Online privacy is a hot-button issue in South Carolina and around the country, and technology companies have been dragged over the coals by the media when they have sold confidential information to unscrupulous third parties or allowed malicious hackers to gain access to it. However, the ease with which law enforcement agencies can obtain personal information from social media companies and online service providers has prompted little in the way of outrage.
Technology companies have sometimes paid a heavy price for placing civil rights over public safety. In 2016, Apple faced a barrage of public and media criticism for refusing to help the FBI gain access to an iPhone owned by one of the perpetrators of the San Bernardino mass shooting. Technology companies hoping to avoid such a problem may feel that turning over data quietly is far more prudent. Lawmakers have also been quiet on this issue. Police are only required to obtain a search warrant to access personal data in California, Utah and Washington.

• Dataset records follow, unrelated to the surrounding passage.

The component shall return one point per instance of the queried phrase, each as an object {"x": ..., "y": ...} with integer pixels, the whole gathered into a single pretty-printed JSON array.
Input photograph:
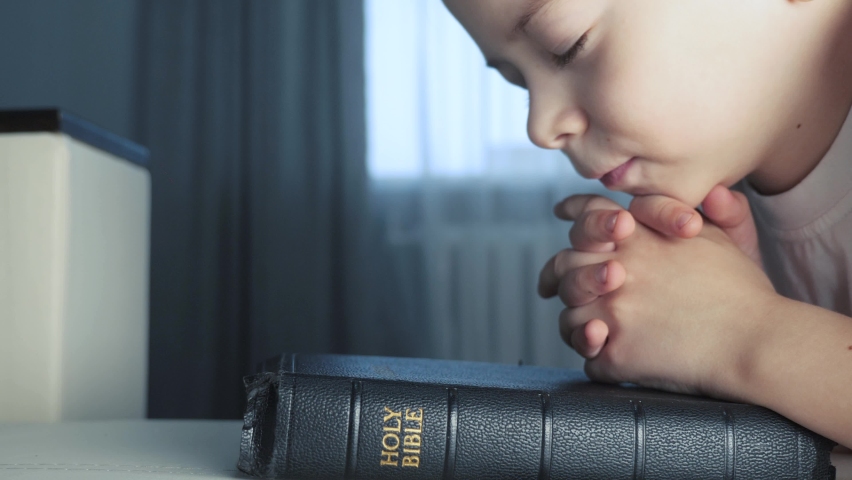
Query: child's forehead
[{"x": 488, "y": 21}]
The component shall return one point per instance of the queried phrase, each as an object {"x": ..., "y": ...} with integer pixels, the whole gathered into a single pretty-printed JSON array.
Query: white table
[{"x": 145, "y": 449}]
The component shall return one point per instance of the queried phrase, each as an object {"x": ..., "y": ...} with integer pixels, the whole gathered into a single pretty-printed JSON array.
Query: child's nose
[{"x": 552, "y": 124}]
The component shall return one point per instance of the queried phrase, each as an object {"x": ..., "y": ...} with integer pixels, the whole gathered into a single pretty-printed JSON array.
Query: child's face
[{"x": 696, "y": 92}]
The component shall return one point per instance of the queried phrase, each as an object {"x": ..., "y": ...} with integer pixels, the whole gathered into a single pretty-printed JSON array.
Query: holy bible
[{"x": 361, "y": 417}]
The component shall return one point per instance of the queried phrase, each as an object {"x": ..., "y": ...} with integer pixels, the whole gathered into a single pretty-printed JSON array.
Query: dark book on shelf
[{"x": 362, "y": 417}]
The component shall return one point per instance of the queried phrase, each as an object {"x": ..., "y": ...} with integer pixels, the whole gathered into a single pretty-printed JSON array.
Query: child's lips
[{"x": 615, "y": 176}]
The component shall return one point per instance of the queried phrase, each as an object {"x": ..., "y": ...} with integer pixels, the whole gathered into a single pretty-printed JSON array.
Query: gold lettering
[
  {"x": 411, "y": 441},
  {"x": 395, "y": 440},
  {"x": 393, "y": 416},
  {"x": 390, "y": 458},
  {"x": 414, "y": 416}
]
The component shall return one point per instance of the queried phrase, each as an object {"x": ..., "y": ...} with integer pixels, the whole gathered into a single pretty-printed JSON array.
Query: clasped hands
[{"x": 655, "y": 295}]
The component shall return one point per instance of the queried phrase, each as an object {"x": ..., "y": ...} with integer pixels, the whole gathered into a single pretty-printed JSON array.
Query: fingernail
[
  {"x": 610, "y": 223},
  {"x": 600, "y": 275},
  {"x": 683, "y": 219}
]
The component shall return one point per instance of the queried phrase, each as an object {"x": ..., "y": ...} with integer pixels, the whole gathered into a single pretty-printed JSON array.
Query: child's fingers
[
  {"x": 588, "y": 339},
  {"x": 572, "y": 207},
  {"x": 725, "y": 208},
  {"x": 730, "y": 211},
  {"x": 558, "y": 267},
  {"x": 585, "y": 284},
  {"x": 666, "y": 215},
  {"x": 596, "y": 230}
]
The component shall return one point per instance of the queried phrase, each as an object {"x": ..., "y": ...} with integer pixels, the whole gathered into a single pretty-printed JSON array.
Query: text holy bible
[{"x": 359, "y": 417}]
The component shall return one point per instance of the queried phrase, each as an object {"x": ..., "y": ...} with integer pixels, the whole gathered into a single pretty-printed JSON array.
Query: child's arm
[
  {"x": 698, "y": 316},
  {"x": 596, "y": 229}
]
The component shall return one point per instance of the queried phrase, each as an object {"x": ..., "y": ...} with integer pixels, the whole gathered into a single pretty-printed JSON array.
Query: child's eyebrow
[{"x": 533, "y": 7}]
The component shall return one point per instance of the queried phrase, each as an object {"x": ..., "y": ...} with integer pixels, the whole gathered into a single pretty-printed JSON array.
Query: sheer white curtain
[{"x": 465, "y": 198}]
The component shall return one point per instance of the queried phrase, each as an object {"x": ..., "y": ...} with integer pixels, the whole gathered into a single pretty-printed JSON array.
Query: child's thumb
[{"x": 730, "y": 211}]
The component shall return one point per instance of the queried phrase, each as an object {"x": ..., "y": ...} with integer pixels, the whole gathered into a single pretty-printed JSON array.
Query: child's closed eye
[{"x": 566, "y": 58}]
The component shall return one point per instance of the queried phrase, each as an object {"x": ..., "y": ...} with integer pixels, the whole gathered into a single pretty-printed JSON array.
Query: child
[{"x": 673, "y": 102}]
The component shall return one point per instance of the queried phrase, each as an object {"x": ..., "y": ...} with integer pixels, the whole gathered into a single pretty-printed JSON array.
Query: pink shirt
[{"x": 806, "y": 232}]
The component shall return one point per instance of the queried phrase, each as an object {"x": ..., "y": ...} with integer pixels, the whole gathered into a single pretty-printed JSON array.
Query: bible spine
[{"x": 318, "y": 427}]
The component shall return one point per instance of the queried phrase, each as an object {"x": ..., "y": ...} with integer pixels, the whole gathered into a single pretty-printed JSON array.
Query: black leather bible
[{"x": 361, "y": 417}]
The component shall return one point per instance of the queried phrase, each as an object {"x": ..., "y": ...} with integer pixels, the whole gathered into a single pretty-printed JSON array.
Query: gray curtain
[{"x": 262, "y": 238}]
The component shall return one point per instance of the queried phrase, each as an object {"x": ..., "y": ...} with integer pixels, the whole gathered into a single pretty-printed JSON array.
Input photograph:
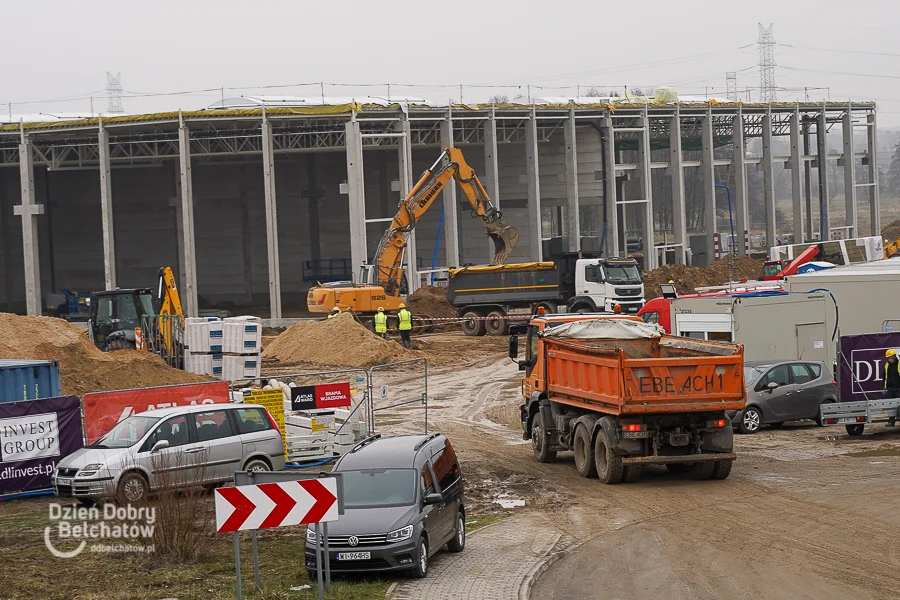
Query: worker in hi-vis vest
[
  {"x": 405, "y": 325},
  {"x": 381, "y": 323}
]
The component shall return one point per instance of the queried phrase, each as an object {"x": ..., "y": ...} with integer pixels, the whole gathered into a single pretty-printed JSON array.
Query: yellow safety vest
[
  {"x": 405, "y": 319},
  {"x": 380, "y": 323}
]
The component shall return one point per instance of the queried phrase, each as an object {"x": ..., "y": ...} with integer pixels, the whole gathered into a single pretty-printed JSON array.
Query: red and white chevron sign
[{"x": 276, "y": 504}]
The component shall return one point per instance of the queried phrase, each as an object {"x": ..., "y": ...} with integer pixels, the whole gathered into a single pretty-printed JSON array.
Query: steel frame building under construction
[{"x": 105, "y": 202}]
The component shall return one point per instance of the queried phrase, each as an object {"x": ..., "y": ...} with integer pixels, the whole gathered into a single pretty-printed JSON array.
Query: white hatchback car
[{"x": 200, "y": 445}]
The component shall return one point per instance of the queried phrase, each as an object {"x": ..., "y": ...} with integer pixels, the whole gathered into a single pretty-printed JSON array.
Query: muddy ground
[{"x": 806, "y": 513}]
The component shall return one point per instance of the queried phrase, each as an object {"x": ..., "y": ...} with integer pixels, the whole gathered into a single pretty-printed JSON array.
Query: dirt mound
[
  {"x": 891, "y": 232},
  {"x": 341, "y": 342},
  {"x": 83, "y": 367},
  {"x": 430, "y": 301},
  {"x": 688, "y": 278}
]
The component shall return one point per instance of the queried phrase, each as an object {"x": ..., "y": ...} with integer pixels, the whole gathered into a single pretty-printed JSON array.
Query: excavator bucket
[{"x": 505, "y": 239}]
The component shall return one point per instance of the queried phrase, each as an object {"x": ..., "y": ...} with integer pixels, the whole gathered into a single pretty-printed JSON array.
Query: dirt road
[{"x": 804, "y": 515}]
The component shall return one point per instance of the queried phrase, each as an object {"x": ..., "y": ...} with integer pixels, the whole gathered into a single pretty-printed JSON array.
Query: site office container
[{"x": 28, "y": 380}]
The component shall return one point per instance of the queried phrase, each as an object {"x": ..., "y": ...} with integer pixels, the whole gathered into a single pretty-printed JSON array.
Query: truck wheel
[
  {"x": 855, "y": 430},
  {"x": 703, "y": 470},
  {"x": 496, "y": 323},
  {"x": 609, "y": 464},
  {"x": 540, "y": 441},
  {"x": 584, "y": 453},
  {"x": 472, "y": 326},
  {"x": 722, "y": 469}
]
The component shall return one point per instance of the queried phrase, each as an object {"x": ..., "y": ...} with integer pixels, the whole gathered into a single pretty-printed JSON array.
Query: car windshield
[
  {"x": 127, "y": 433},
  {"x": 371, "y": 488},
  {"x": 751, "y": 374},
  {"x": 623, "y": 274}
]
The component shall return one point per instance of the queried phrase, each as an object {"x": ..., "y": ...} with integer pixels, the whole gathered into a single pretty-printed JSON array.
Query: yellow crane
[{"x": 381, "y": 282}]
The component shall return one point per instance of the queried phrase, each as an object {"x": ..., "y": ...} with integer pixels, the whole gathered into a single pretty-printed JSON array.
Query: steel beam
[
  {"x": 707, "y": 169},
  {"x": 676, "y": 172},
  {"x": 189, "y": 297},
  {"x": 356, "y": 193},
  {"x": 404, "y": 160},
  {"x": 573, "y": 223},
  {"x": 797, "y": 179},
  {"x": 106, "y": 211},
  {"x": 29, "y": 211},
  {"x": 533, "y": 186},
  {"x": 768, "y": 181},
  {"x": 451, "y": 208},
  {"x": 739, "y": 193},
  {"x": 874, "y": 200},
  {"x": 271, "y": 219}
]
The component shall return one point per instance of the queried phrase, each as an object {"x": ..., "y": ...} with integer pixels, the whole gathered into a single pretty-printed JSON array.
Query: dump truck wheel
[
  {"x": 609, "y": 464},
  {"x": 496, "y": 323},
  {"x": 584, "y": 453},
  {"x": 540, "y": 441},
  {"x": 722, "y": 469},
  {"x": 471, "y": 325}
]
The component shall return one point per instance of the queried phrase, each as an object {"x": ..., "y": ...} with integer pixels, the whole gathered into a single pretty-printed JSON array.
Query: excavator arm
[{"x": 450, "y": 165}]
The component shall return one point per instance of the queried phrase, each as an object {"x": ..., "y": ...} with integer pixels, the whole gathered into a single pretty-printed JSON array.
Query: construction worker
[
  {"x": 405, "y": 327},
  {"x": 381, "y": 323}
]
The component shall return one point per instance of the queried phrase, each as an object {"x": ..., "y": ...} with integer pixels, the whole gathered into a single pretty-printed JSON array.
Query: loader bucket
[{"x": 505, "y": 239}]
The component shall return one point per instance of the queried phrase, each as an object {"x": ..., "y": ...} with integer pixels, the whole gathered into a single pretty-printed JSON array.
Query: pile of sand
[
  {"x": 340, "y": 341},
  {"x": 83, "y": 367},
  {"x": 431, "y": 302},
  {"x": 687, "y": 278}
]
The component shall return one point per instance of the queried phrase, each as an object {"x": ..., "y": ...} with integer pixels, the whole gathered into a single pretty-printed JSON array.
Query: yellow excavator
[{"x": 382, "y": 282}]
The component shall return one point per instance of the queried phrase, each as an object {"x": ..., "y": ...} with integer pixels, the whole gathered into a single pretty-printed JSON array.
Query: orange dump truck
[{"x": 621, "y": 394}]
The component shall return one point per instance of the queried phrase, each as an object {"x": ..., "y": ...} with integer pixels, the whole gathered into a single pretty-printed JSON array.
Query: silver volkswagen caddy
[{"x": 179, "y": 447}]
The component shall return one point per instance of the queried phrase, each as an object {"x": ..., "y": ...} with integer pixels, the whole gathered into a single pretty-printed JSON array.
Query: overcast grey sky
[{"x": 61, "y": 49}]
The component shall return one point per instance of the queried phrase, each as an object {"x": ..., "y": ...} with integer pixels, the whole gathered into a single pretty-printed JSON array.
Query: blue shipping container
[{"x": 28, "y": 380}]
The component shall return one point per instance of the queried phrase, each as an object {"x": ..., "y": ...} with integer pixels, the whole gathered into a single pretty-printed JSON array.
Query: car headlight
[{"x": 400, "y": 534}]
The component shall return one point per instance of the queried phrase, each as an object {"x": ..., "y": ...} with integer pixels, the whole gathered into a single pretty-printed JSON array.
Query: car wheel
[
  {"x": 257, "y": 466},
  {"x": 458, "y": 543},
  {"x": 540, "y": 441},
  {"x": 421, "y": 568},
  {"x": 584, "y": 453},
  {"x": 751, "y": 420},
  {"x": 133, "y": 489}
]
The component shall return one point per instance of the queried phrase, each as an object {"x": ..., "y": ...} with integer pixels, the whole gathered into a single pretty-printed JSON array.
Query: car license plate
[{"x": 354, "y": 555}]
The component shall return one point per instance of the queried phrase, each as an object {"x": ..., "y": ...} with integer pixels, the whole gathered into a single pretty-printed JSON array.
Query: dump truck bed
[{"x": 661, "y": 375}]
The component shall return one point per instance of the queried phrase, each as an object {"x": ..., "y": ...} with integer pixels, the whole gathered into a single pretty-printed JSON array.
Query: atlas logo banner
[{"x": 861, "y": 372}]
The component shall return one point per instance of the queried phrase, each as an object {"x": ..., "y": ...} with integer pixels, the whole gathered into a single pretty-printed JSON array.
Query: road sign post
[{"x": 267, "y": 499}]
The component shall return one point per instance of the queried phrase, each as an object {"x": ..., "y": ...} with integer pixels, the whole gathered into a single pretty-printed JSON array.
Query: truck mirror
[{"x": 513, "y": 347}]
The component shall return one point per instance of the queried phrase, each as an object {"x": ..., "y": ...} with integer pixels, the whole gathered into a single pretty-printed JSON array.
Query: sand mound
[
  {"x": 341, "y": 342},
  {"x": 430, "y": 301},
  {"x": 687, "y": 278},
  {"x": 83, "y": 367}
]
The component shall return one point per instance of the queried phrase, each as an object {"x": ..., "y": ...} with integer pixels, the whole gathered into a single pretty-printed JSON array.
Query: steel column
[
  {"x": 29, "y": 212},
  {"x": 533, "y": 186},
  {"x": 852, "y": 219},
  {"x": 356, "y": 193},
  {"x": 106, "y": 211},
  {"x": 573, "y": 223},
  {"x": 271, "y": 218},
  {"x": 768, "y": 181},
  {"x": 189, "y": 297},
  {"x": 707, "y": 167},
  {"x": 874, "y": 201},
  {"x": 451, "y": 208},
  {"x": 797, "y": 179},
  {"x": 676, "y": 172},
  {"x": 739, "y": 194}
]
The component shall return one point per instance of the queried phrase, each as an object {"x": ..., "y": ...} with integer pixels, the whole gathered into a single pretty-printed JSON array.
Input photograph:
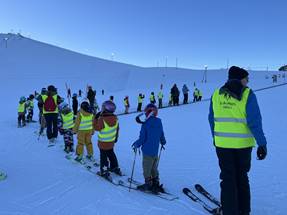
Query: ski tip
[{"x": 185, "y": 190}]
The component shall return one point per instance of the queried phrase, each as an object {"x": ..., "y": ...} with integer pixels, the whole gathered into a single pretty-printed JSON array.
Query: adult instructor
[{"x": 236, "y": 125}]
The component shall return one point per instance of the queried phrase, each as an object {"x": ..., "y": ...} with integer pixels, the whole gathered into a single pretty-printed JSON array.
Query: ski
[
  {"x": 195, "y": 198},
  {"x": 163, "y": 195},
  {"x": 3, "y": 176},
  {"x": 206, "y": 194}
]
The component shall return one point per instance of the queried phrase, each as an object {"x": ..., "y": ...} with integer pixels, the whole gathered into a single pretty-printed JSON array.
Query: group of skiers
[
  {"x": 173, "y": 98},
  {"x": 25, "y": 106},
  {"x": 58, "y": 117},
  {"x": 235, "y": 122}
]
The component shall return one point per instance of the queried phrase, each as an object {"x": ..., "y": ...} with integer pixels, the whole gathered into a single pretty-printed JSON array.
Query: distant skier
[
  {"x": 106, "y": 123},
  {"x": 140, "y": 102},
  {"x": 75, "y": 104},
  {"x": 126, "y": 104},
  {"x": 30, "y": 108},
  {"x": 21, "y": 112},
  {"x": 152, "y": 98},
  {"x": 84, "y": 130},
  {"x": 66, "y": 125},
  {"x": 175, "y": 95},
  {"x": 151, "y": 135},
  {"x": 185, "y": 91},
  {"x": 236, "y": 123},
  {"x": 50, "y": 102},
  {"x": 160, "y": 97},
  {"x": 91, "y": 95}
]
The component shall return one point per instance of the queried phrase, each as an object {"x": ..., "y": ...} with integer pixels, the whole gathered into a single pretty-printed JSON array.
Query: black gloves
[
  {"x": 261, "y": 152},
  {"x": 98, "y": 115}
]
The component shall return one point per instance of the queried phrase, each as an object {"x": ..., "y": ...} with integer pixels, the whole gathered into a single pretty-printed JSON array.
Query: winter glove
[
  {"x": 261, "y": 152},
  {"x": 98, "y": 115},
  {"x": 138, "y": 120}
]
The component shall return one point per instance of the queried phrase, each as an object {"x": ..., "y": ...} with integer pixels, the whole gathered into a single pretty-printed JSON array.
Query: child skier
[
  {"x": 84, "y": 129},
  {"x": 75, "y": 104},
  {"x": 66, "y": 125},
  {"x": 21, "y": 112},
  {"x": 108, "y": 126},
  {"x": 151, "y": 135},
  {"x": 30, "y": 108}
]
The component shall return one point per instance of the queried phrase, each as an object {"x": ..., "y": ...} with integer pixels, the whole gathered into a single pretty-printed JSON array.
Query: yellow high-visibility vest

In other parts of the country, a subpoena is generally enough to give police unfettered access to confidential information. This concerns civil rights groups because obtaining a subpoena is far easier than securing a search warrant because police do not have to establish probable cause. Some technology companies do not even ask for a subpoena. The messaging service Snapchat says that it will willingly share any information it reasonable believes is needed for a legal purpose.
Expediency is sometimes valued above liberty when new technology emerges that can help the police, but Congress and the courts generally take action to protect rights guaranteed by the U.S. Constitution sooner or later. Until that day arrives, experienced criminal defense attorneys could advise their clients to think carefully before storing sensitive information on electronic devices.